Utoya, uno spettacolo politico per raccontare una strage dai tanti interrogativi

Dal libro “Il silenzio sugli innocenti” di Luca Mariani sui fatti accaduti in Norvegia nel 2011 è tratto il lavoro che sarà in scena al Binario di Cotignola l’8 febbraio. Intervista alla regista Serena Sinigaglia

Utoya Mattia Fabris Arianna Scommegna FotoSerenaSerrani

(Foto SerenaSerrani)

Venerdì 8 febbraio al teatro Binario di Cotignola alle 21 uno spettacolo con Arianna Scommegna e Mattia Fabris che trae spunto dalla cronaca recente per aprire interrogativi e far riflettere sul presente. Il titolo è Utoya, l’isola in cui il 22 luglio 2011 l’allora trentenne Anders Breivik uccise in un’ora e mezza 67 ragazzi tra i 14 e i 20 anni che stavano partecipando al campeggio dei giovani laburisti norvegesi, dopo aver fatto esplodere una bomba a Oslo per distrarre l’attenzione. Su quell’evento il giornalista Luca Mariani ha scritto un saggio “Il silenzio sugli innocenti” che, capitato tra le mani della regista Serena Sinigaglia, ha ispirato lo spettacolo.

Serena, come nasce l’idea di uno spettacolo su un fatto così recente?
«Quando mi sono trovata a leggere il libro di Mariani mi sono resa conto che avevo dimenticato quel fatto così grave e così recente e mi sono chiesta come fosse stato possibile. Una strage avvenuta in Norvegia, nel cuore dell’Europa, in un paese che noi consideriamo un modello a cui aspirare. E la risposta è che nella mia coscienza lo avevo, come tanti e anche in ragione di come fu trattato allora da molti media, derubricato al gesto terribile di un folle. Leggere l’inchiesta di Mariani mi ha fatto riflettere come invece quell’episodio abbia anticipato di fatto il viraggio molto netto che stiamo vivendo in Europa e nel mondo verso un populismo piuttosto sinistro. Stiamo assistendo al ritorno di discorsi di violenza, settarismo, a quel giro di boa destrorso di una destra che abbiamo conosciuto nelle sue espressioni più feroci. E assistiamo anche a un indebolimento delle istituzioni democratiche in un sistema che somiglia a quello tirannico».
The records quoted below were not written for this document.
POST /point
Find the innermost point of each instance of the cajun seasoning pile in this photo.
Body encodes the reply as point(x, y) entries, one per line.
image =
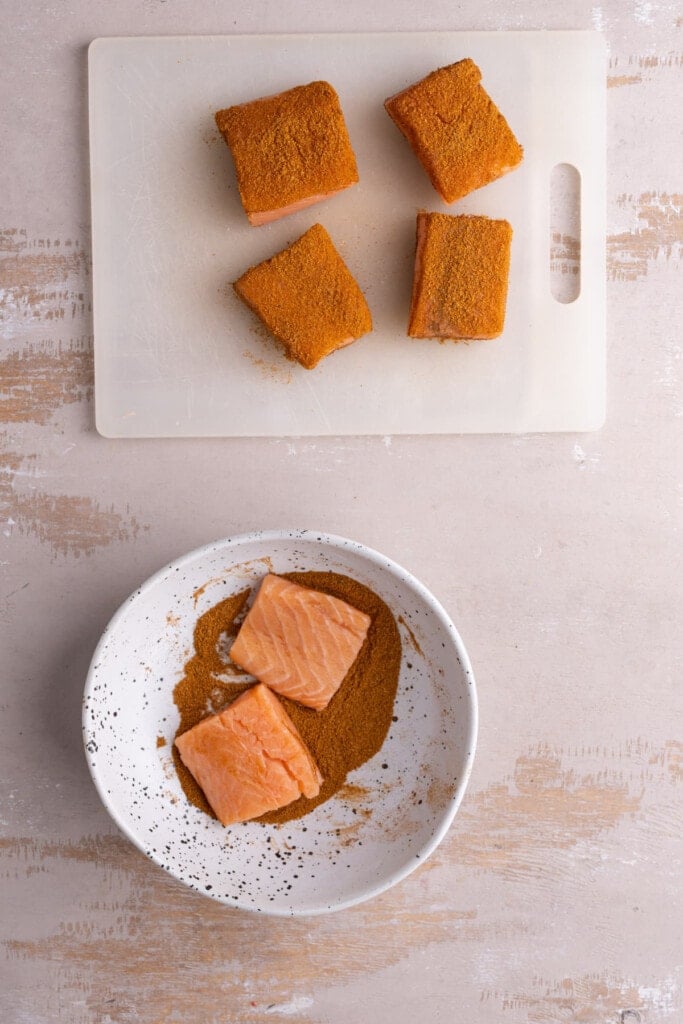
point(344, 735)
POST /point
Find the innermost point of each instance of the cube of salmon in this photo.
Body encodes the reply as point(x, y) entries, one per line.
point(300, 642)
point(250, 758)
point(461, 276)
point(307, 298)
point(456, 130)
point(290, 151)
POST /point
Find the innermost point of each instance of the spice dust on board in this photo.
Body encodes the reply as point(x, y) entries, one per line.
point(343, 735)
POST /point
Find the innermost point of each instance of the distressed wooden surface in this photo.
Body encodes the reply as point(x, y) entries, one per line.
point(556, 894)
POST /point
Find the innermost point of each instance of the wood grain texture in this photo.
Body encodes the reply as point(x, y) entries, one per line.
point(555, 896)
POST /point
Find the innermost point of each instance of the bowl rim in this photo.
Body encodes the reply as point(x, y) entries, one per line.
point(382, 561)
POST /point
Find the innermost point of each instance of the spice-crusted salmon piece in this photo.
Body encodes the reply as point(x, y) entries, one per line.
point(456, 130)
point(299, 641)
point(307, 298)
point(250, 758)
point(290, 151)
point(461, 276)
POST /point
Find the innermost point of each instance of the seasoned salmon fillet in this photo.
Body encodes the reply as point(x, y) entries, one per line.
point(299, 641)
point(457, 132)
point(461, 276)
point(307, 298)
point(290, 151)
point(250, 758)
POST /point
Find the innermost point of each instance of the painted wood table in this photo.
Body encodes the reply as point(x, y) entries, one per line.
point(556, 893)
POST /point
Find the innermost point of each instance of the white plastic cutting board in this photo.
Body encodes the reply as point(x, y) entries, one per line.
point(176, 354)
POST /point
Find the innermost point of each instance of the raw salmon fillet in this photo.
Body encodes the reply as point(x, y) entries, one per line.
point(456, 130)
point(299, 642)
point(307, 298)
point(250, 758)
point(460, 285)
point(290, 151)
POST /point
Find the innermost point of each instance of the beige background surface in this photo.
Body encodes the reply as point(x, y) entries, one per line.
point(556, 895)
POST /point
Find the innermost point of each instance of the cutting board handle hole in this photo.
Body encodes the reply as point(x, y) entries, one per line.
point(564, 248)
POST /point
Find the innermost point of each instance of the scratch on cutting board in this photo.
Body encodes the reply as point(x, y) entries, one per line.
point(615, 81)
point(583, 460)
point(656, 233)
point(643, 11)
point(290, 1008)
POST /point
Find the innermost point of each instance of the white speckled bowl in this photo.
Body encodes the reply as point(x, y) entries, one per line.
point(348, 849)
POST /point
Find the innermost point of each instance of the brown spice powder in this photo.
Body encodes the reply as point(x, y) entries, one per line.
point(289, 147)
point(456, 130)
point(461, 276)
point(344, 735)
point(307, 298)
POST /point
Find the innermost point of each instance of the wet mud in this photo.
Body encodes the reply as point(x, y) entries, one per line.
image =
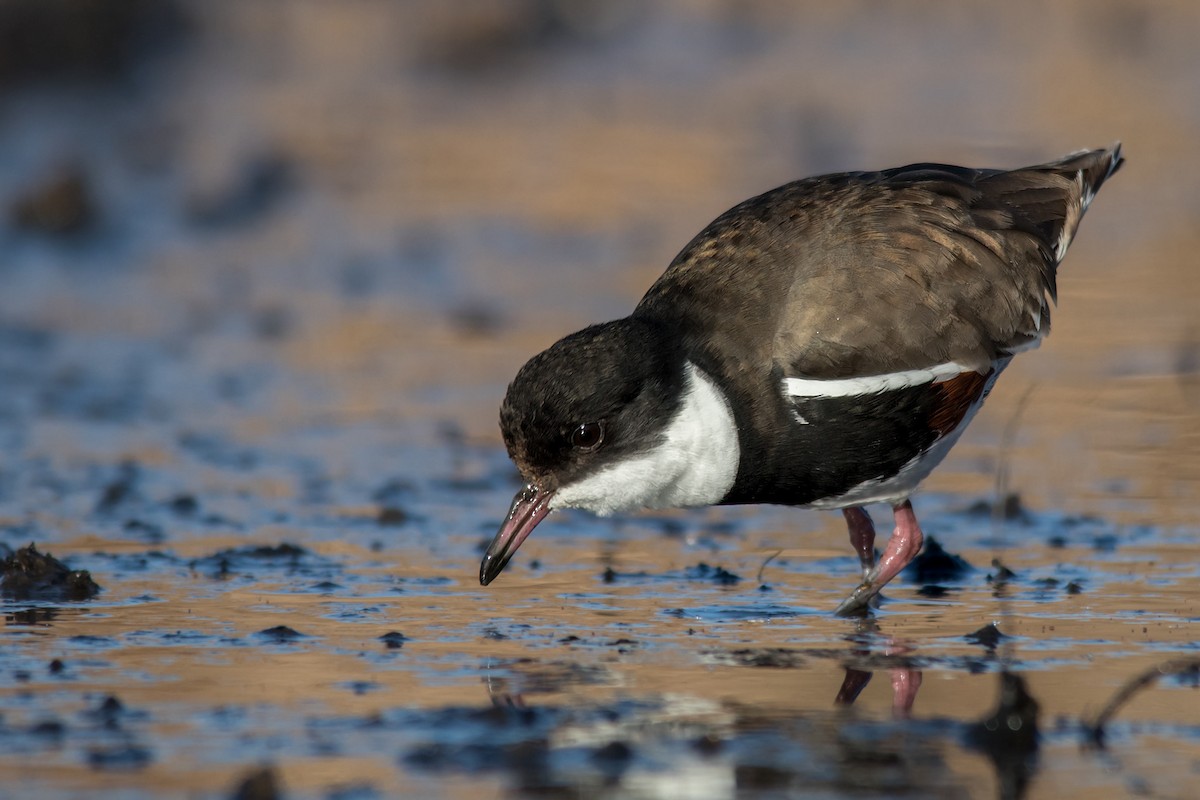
point(268, 269)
Dunque l’idea è che si sia trattato di un gesto politico. E questo lo distingue profondamente, per esempio, dalla strage di Columbine di cui abbiamo visto il film-documentario di Michel Moore anni fa…
«Sì. L’episodio di Columbine è il sintomo di un profondo disagio sociale, dove ragazzini giovanissimi hanno sparato nella loro stessa scuola. Questa invece è una strage politica nel cuore della socialdemocrazia. Breivik, quando agisce, ha trent’anni e da cinque sta mettendo a punto il piano con lo scopo dichiarato di uccidere chi credeva in una società inclusiva, accogliente, che voleva l’emancipazione della donna e un welfare meno liberista. L’idea era offendere e trucidare chi credeva in un pensiero utopista, inclusivo e dialettico e dentro quel fatto ci sono interrogativi inquietanti, che sono quelli che mi interessava soprattutto far emergere in teatro».

Utoya Mattia Fabris Arianna Scommegna3 FotoSerenaSerrani

(Foto SerenaSerrani)

Lei non ama la definizione di teatro civile. Perché questo spettacolo non si può quindi definire tale?
«Perché il teatro civile ricompone apollineamente, offre una consolazione, racconta il fatto, permette allo spettatore di uscire più solido. Io invece amo di più il teatro politico, che non riconcilia e anzi sollecita domande e interrogativi. Ormai il teatro, forse perché più intimo e per pochi, è rimasto l’unico baluardo dove ancora lo sguardo del censore arriva più tardi, per esempio rispetto al cinema».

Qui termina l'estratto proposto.